Je voudrais simplement dire que,
étant conseiller général de Verdun, mais né à Verdun, avec mes
grands-parents natifs de Verdun, j’ai été en permanence confronté aux
troupes coloniales. Dès
mon enfance, j’ai vu défiler les tirailleurs avec la nouba en tête et le
bélier. Puis, aussitôt après, en 1944-1945, à nouveau, il y avait des
tirailleurs à Verdun. J’ai souvenir donc un petit peu avant la guerre de
1940 de tirailleurs qui remettaient leur ceinture de flanelle rouge sous
le contrôle d’un ami, d’un camarade. Pour que cette ceinture soit
parfaitement tendue, il tournait sur lui-même. J’ai été en permanence
confron-té aux soldats des troupes coloniales. Je dois dire également
qu’ayant été engagé dans la campagne d’Algérie, j’ai à nou-veau
rencontré les harkis, les anciens de la guerre de 1914 qui, du plus loin
qu’il me voyait dans le secteur où j’étais, le sec-teur de Gériville,
me saluait et saluait, à travers moi, autre chose que ma personne. Voilà
en ce qui concerne les petits témoignages personnels. Je voudrais vous
dire que le Conseil général de la Meuse est très attentif à tout ce qui
porte sur la mémoire, sur l’histoire bien sûr, mais surtout la mémoire.
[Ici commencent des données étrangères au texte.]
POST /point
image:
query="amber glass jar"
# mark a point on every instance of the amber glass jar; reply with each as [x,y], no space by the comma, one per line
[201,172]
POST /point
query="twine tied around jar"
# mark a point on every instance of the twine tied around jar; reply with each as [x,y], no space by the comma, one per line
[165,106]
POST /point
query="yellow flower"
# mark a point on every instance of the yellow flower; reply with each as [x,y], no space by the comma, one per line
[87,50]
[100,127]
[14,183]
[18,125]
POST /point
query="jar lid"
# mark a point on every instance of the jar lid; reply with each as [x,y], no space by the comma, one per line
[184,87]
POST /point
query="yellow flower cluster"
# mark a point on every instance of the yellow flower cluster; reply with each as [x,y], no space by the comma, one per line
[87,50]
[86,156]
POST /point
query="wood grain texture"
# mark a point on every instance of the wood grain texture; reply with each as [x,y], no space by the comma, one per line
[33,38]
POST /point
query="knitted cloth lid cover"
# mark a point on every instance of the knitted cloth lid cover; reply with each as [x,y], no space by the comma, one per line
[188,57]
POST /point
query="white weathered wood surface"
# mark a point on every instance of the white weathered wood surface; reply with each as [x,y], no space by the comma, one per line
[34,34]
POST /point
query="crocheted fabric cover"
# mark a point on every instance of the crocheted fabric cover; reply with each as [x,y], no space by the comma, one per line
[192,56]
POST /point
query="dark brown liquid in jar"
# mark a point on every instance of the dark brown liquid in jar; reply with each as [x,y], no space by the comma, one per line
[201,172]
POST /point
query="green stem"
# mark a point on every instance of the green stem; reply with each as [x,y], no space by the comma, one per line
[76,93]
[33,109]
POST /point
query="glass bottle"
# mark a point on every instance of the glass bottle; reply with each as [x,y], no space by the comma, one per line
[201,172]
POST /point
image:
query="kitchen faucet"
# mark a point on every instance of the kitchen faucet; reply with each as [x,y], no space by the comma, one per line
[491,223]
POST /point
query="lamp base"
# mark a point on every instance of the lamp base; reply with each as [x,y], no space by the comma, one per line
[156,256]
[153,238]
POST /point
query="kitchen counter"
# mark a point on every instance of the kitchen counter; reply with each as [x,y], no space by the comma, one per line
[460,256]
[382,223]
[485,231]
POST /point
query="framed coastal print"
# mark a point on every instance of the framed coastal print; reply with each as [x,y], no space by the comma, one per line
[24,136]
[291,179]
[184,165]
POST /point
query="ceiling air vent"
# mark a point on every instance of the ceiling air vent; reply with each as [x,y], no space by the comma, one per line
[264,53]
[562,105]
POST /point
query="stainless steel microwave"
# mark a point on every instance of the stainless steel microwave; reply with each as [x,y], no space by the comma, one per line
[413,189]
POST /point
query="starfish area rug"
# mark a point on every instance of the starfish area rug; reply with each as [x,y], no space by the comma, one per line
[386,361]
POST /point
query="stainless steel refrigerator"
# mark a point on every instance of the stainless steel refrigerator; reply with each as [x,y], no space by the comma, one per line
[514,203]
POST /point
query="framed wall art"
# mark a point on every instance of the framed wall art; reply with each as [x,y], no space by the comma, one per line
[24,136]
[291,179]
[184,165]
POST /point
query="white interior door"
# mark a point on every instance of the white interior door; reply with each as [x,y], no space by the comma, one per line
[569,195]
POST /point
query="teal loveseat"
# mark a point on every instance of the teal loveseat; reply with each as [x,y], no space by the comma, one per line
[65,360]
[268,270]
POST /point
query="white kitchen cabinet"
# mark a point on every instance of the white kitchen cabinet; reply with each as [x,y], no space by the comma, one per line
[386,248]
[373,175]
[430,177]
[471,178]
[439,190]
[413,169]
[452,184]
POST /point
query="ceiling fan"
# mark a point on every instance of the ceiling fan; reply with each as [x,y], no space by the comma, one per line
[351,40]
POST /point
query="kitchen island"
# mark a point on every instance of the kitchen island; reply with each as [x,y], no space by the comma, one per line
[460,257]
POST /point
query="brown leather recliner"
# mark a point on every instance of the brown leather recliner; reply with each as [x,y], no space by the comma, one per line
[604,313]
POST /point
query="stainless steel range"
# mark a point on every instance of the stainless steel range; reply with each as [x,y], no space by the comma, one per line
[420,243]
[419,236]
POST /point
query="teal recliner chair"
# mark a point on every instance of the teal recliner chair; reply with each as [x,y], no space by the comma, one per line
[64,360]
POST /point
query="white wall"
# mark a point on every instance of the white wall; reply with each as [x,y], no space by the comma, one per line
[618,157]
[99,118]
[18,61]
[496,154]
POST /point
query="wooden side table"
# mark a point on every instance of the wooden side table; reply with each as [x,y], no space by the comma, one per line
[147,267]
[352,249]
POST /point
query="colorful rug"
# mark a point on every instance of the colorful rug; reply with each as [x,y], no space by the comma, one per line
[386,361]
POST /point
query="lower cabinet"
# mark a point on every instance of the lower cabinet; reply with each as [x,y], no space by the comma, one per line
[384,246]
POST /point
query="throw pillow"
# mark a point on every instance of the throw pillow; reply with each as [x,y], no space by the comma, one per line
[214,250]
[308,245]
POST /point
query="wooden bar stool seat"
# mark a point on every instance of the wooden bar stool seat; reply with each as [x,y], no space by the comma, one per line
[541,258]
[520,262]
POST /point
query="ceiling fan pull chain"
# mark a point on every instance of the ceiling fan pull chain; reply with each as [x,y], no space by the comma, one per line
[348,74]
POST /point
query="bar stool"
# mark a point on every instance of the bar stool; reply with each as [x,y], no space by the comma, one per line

Nous avons, à cet effet, monté une commission spécifique sur les problèmes
de mémoire que nous avons appelés « 14-18 » mais cela ne se
limite pas aux conflits, aux premiers conflits. Bien évidemment, il
s’agit, non seulement de dire tout le soutien, mais également de
l’accompagner avec des moyens financiers. Sachez que, de ce côté, nous
sommes tout à fait disposés, et pas seulement le président mais toute
l’assemblée unanime, à soutenir les projets relatifs à la mémoire et
notamment à Verdun. Je
voudrais remercier les organisateurs, Monsieur le Président du Comité
National du Souvenir de Verdun, M. le Président de l’Institut
d’Histoire des Conflits Contemporains, le Mémorial, le colonel Farinet,
le colonel Rodier. Merci de votre engagement depuis de longues années sur
ces problèmes. Sachez que nous sommes à vos côtés, que nous ne faillirons
pas quand vous nous solliciterez. Nous y tenons beaucoup car, de ces
colloques, il reste, bien sûr, les actes des colloques. C’est une page nouvelle qui a été écrite car les troupes coloniales, c’est souvent quelque chose qui est oublié. Pourtant, lorsqu’on va à Douaumont et qu’on regarde le cimetière national, on sait bien que tout ce qui est sur la gauche, ce sont des tombes de soldats musulmans. Le Verdunois que je suis, l’élu verdunois que je suis, y est très sensible et sait qu’il faut que nos enfants puissent se souvenir de ce dépassement, de cet engagement des hommes, pour que d’autres conflits n’existent plus.